Reçus en amont de la séance, les représentants syndicaux disent avoir été "entendus". "Nous avons été auditionnés pour apporter les derniers éléments d’alerte", explique Emmanuel Soria, pour l’UT-CFE-CGC et la Fédération des fonctionnaires.
Au cœur de leurs attentes, une prime de stabilité et une bonification d’ancienneté destinées à renforcer l’attractivité du secteur et à reconnaître l’expérience des agents. "Cela fait dix mois qu’on attend ce texte. Les personnels sont épuisés", insiste Emmanuel Soria.

Dans les services, les professionnels évoquent une pression continue depuis plusieurs années, entre crise sanitaire, émeutes de 2024 et sous-effectifs. "Il faut arrêter l’hémorragie", alerte le responsable syndical, qui réclame une application des mesures "dès le mois prochain".
À défaut, il prévient d’un risque accru de départs et d’arrêts maladie, avec des conséquences directes sur la prise en charge des patients les plus fragiles.

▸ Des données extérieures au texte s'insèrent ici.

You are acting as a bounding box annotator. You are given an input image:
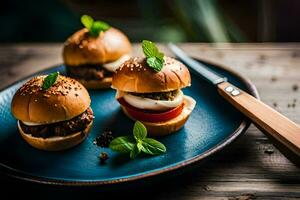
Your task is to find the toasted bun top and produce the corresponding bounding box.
[11,75,91,123]
[63,28,131,66]
[112,57,191,93]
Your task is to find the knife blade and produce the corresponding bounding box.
[168,43,300,162]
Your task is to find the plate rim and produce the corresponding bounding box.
[0,58,260,186]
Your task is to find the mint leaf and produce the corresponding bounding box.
[130,143,141,159]
[141,138,166,155]
[81,15,110,37]
[147,57,163,72]
[109,136,135,153]
[133,121,147,141]
[80,15,94,30]
[42,72,59,90]
[142,40,164,72]
[142,40,158,58]
[109,121,166,159]
[90,21,110,37]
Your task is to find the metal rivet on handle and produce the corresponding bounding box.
[231,90,240,96]
[225,86,233,92]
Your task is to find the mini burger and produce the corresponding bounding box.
[11,72,94,151]
[112,40,196,136]
[63,15,131,89]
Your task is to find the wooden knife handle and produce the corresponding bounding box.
[218,82,300,156]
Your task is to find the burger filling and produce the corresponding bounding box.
[67,54,130,80]
[20,107,94,138]
[129,90,179,101]
[117,90,184,112]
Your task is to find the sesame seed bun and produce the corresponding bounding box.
[11,75,91,124]
[121,96,196,137]
[63,28,131,67]
[112,56,191,93]
[18,121,93,151]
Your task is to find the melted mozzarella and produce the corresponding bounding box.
[102,54,130,72]
[116,90,184,110]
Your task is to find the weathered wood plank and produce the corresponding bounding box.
[0,43,300,199]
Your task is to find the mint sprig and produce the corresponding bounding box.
[109,121,167,159]
[81,15,110,37]
[142,40,164,72]
[42,72,59,90]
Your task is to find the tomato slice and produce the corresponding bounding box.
[117,98,184,122]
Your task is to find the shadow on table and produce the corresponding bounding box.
[0,131,255,200]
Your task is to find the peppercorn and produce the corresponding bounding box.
[94,131,114,147]
[99,152,109,164]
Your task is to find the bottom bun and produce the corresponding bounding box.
[18,121,93,151]
[121,96,196,137]
[76,77,112,89]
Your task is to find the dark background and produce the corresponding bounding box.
[0,0,300,43]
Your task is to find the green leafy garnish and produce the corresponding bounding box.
[81,15,110,37]
[42,72,59,90]
[109,121,167,159]
[142,40,164,72]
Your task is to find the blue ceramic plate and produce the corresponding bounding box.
[0,59,258,185]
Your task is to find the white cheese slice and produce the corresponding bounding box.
[102,54,130,72]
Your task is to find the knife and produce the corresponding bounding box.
[168,43,300,161]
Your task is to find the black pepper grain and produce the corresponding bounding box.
[93,131,114,147]
[99,152,109,164]
[292,84,299,92]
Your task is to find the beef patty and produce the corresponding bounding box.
[20,107,94,138]
[66,65,112,80]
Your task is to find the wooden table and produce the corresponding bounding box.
[0,44,300,200]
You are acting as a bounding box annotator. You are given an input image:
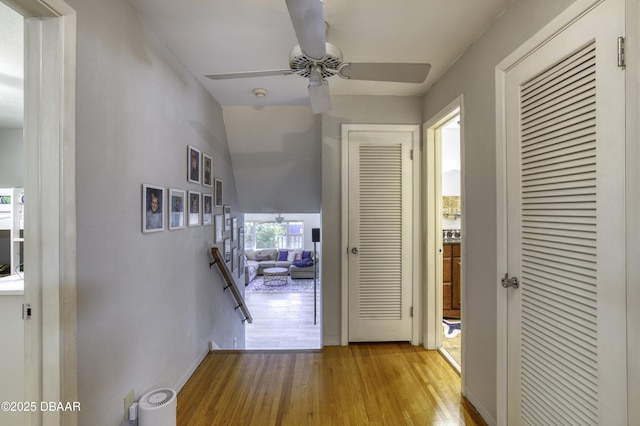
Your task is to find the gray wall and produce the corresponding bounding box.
[320,96,421,345]
[422,0,573,424]
[67,0,244,426]
[0,128,24,188]
[224,106,321,213]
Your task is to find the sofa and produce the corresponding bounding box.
[244,249,317,285]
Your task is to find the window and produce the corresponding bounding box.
[244,221,304,249]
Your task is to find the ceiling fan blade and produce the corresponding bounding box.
[205,70,293,80]
[286,0,327,60]
[340,62,431,83]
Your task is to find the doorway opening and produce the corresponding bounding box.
[423,97,465,374]
[243,213,322,350]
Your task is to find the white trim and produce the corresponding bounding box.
[422,95,467,382]
[7,0,78,426]
[173,350,208,393]
[625,0,640,419]
[342,124,422,346]
[495,0,604,425]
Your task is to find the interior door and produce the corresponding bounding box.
[505,0,627,425]
[348,131,414,342]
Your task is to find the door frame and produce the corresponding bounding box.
[495,0,640,425]
[422,95,466,356]
[340,124,422,346]
[0,0,78,425]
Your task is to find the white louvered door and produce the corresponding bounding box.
[348,131,413,342]
[503,0,627,426]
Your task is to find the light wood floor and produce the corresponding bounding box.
[178,343,486,426]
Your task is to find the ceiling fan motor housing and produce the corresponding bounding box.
[289,43,342,78]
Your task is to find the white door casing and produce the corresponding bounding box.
[343,125,418,342]
[501,0,627,425]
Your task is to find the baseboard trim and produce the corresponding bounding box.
[462,392,497,426]
[174,348,209,393]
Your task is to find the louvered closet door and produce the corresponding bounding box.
[504,0,627,426]
[348,132,413,342]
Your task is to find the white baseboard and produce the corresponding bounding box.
[464,391,498,426]
[174,348,209,393]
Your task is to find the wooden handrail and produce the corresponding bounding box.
[209,247,253,323]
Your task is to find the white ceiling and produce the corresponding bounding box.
[0,1,24,128]
[128,0,513,107]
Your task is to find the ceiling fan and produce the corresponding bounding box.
[206,0,431,114]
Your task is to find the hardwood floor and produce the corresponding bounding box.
[177,343,486,426]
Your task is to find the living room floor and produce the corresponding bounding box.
[245,284,321,349]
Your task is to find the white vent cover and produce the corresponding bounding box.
[138,388,177,426]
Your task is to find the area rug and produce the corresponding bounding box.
[442,320,460,339]
[245,275,320,293]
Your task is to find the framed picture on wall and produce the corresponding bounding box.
[187,145,200,183]
[214,214,224,243]
[238,253,244,278]
[142,184,166,233]
[224,238,231,263]
[189,191,200,226]
[231,247,238,272]
[202,194,213,225]
[202,154,213,186]
[231,217,238,241]
[224,206,231,232]
[169,189,185,229]
[213,179,222,207]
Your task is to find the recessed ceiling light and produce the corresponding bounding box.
[253,87,267,98]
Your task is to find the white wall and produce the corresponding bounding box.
[0,128,24,188]
[68,0,244,426]
[320,96,422,345]
[224,106,321,213]
[422,0,573,424]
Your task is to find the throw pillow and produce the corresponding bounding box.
[278,250,289,262]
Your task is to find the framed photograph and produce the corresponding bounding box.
[142,184,166,233]
[187,145,201,183]
[224,206,231,232]
[169,189,185,229]
[231,217,238,241]
[224,238,231,263]
[202,194,213,225]
[214,214,224,243]
[202,153,213,186]
[214,179,222,207]
[189,191,200,226]
[238,254,244,278]
[231,247,238,272]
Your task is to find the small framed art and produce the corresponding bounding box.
[238,254,244,278]
[231,217,238,241]
[214,179,222,207]
[224,206,231,232]
[189,191,200,226]
[231,247,238,272]
[187,145,200,183]
[202,153,213,186]
[142,184,166,233]
[202,194,213,225]
[169,189,185,229]
[214,214,224,243]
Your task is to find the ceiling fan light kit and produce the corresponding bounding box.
[207,0,431,114]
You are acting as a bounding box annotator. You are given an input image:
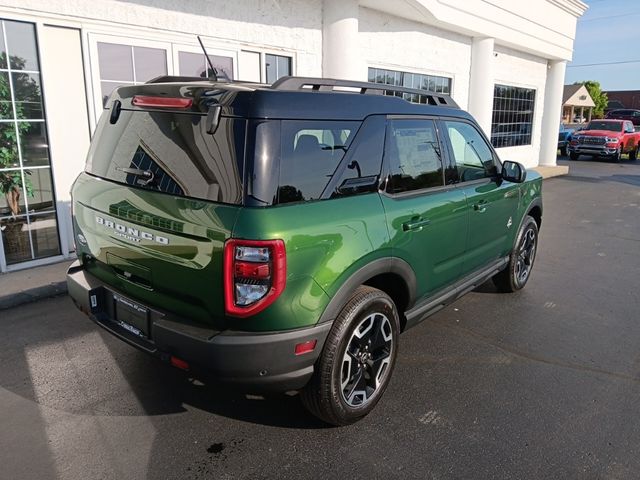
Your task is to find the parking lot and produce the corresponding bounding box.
[0,157,640,479]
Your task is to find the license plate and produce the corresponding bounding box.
[113,294,149,338]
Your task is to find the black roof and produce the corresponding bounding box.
[107,77,471,120]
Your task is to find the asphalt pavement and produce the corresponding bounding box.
[0,158,640,480]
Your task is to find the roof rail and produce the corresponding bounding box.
[146,75,211,83]
[271,77,459,108]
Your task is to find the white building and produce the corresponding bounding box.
[0,0,587,272]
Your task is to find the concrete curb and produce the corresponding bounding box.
[0,281,67,310]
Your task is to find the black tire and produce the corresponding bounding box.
[300,286,400,425]
[493,215,538,293]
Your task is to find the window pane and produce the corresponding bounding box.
[491,85,535,147]
[0,22,7,68]
[178,52,206,77]
[98,42,133,82]
[445,121,495,182]
[385,120,444,193]
[0,122,20,169]
[28,213,60,258]
[0,170,26,217]
[4,20,40,71]
[0,72,13,119]
[100,82,133,107]
[278,120,360,203]
[25,168,55,214]
[0,217,31,265]
[18,122,49,168]
[12,73,44,120]
[133,47,167,82]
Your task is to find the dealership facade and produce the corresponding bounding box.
[0,0,587,272]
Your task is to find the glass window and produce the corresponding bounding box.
[264,53,291,83]
[0,19,60,265]
[385,120,444,193]
[369,68,451,103]
[278,120,360,203]
[97,42,167,106]
[444,121,496,182]
[178,52,233,80]
[491,84,536,148]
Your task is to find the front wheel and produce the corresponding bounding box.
[493,215,538,292]
[300,286,400,425]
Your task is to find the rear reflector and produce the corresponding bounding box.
[132,95,193,108]
[295,340,318,355]
[169,355,189,370]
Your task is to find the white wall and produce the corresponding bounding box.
[493,45,547,167]
[359,8,471,109]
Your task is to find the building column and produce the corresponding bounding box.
[468,38,494,137]
[322,0,367,81]
[539,60,573,166]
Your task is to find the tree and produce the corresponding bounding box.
[574,80,609,118]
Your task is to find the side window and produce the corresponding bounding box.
[444,121,496,182]
[385,120,444,193]
[278,120,360,203]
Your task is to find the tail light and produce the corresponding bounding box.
[224,239,287,317]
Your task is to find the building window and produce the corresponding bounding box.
[369,68,451,103]
[98,42,167,106]
[0,20,60,265]
[264,53,291,83]
[178,50,233,80]
[491,84,536,148]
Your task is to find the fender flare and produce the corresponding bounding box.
[318,257,417,324]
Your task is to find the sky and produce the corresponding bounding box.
[565,0,640,90]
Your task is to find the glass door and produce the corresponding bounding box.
[0,19,60,270]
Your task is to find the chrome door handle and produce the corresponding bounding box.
[402,217,431,232]
[473,200,489,213]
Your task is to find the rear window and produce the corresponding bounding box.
[86,110,246,204]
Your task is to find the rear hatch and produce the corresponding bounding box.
[73,85,246,330]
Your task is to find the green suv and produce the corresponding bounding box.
[67,77,542,425]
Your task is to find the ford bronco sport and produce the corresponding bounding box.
[67,77,542,425]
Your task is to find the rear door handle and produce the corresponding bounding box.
[402,217,431,232]
[473,200,489,213]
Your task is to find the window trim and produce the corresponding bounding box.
[489,83,539,148]
[379,115,453,199]
[438,117,502,186]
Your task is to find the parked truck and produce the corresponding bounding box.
[569,119,640,162]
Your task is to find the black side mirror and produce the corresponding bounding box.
[502,160,527,183]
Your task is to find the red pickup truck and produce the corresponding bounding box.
[569,119,640,162]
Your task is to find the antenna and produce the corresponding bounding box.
[196,35,230,82]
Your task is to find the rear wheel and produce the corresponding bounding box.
[300,286,400,425]
[493,215,538,292]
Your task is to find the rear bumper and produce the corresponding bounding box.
[67,262,331,392]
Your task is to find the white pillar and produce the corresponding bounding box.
[322,0,367,81]
[469,38,494,137]
[539,60,573,166]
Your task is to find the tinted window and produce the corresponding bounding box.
[444,121,496,182]
[385,120,444,193]
[86,110,246,204]
[278,120,360,203]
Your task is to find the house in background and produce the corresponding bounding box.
[562,85,596,124]
[604,90,640,110]
[0,0,587,272]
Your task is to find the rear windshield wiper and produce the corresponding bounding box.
[116,167,154,186]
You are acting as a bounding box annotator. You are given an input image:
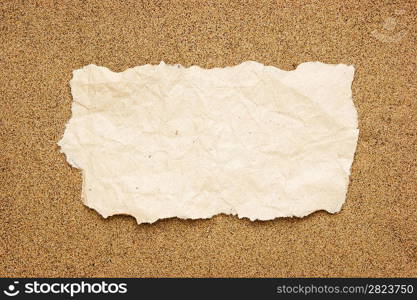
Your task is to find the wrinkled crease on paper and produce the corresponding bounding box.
[58,61,358,223]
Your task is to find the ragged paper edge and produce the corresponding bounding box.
[58,61,359,224]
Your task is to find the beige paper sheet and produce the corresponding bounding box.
[58,61,358,223]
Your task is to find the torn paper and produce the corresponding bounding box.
[59,62,358,223]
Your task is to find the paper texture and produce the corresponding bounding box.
[58,61,358,223]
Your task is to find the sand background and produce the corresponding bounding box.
[0,0,417,277]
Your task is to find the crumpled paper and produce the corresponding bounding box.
[58,61,358,223]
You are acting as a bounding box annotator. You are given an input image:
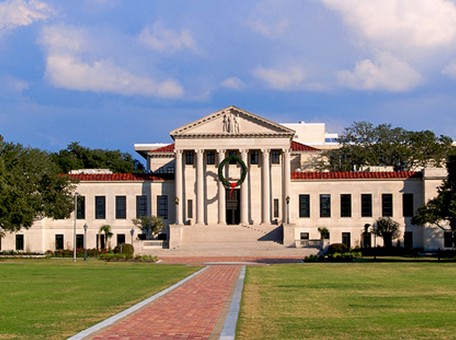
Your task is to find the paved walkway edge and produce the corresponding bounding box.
[68,267,209,340]
[220,266,245,340]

En parallèle, les élus doivent se prononcer sur le taux directeur des dépenses hospitalières. Le gouvernement propose une hausse de 2,45 % pour 2026, après deux années à taux nul, dans un contexte budgétaire compliqué.
Sur la question du financement, Emmanuel Soria renvoie la responsabilité aux élus : "Nous, on a tenu pendant les crises. Maintenant, c’est à eux de prendre leurs responsabilités."
La réponse est attendue ce matin dans l’hémicycle.